Tuesday, September 28, 2010
How this twisted obsession with race makes Britain MORE divided
Are race relations in Britain getting worse? If you read the official statistics and look at the massive increase in the number of anti-racism policies and initiatives, you might be forgiven for thinking that we are suffering the kind of race-hate epidemic you would expect to find in apartheid South Africa.
Children as young as three could now be accused of racism, reported by zealous teachers who have been ordered to highlight any aspect of their pupils’ behaviour that might be construed as having racist overtones.
Thanks to legislation introduced by New Labour, schools now have to inform local authorities of all ‘racist incidents’ in the playground - resulting in the reporting of an estimated 250,000 cases. And yet some of these involve primary school children calling each other names like ‘chocolate’.
Along with a growing number of people from ethnic minorities, I believe these anti-racism policies are outdated and - more to the point - damaging.
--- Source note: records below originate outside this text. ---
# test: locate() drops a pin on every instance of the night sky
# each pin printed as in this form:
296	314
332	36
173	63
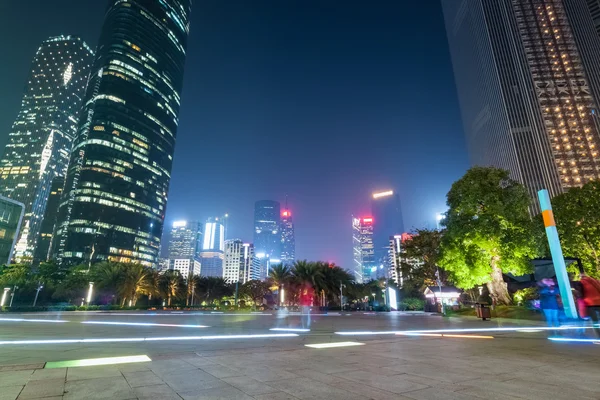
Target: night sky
324	101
By obsessing about race and exaggerating the scale of racism, the authorities sow the seeds of mistrust and make communities more divided. It is time for a fresh approach that brings people together and emphasises how much we all have in common.
The truth is, Britain is a far more tolerant place than it was 30 years ago, when there was much prejudice and ignorance. People now are increasingly relaxed about living in a multi-ethnic Britain. Indeed, young people have known nothing else and mixed marriages are increasingly common.
Of course, racism still exists, but relations have now improved to a point where many ethnic minority people do not experience it as a feature of their everyday life. Research in many fields, such as education and employment, shows that if there is a barrier to achievement today it is social class, rather than race.
Yet, ironically, as racism declines and public attitudes change, government agencies have become ever more preoccupied with the issue. It was in 2000 that the Labour government passed a heavy-handed law imposing a duty on all public authorities, such as schools, councils, hospitals and universities, to ‘promote good relations between persons of different racial groups’.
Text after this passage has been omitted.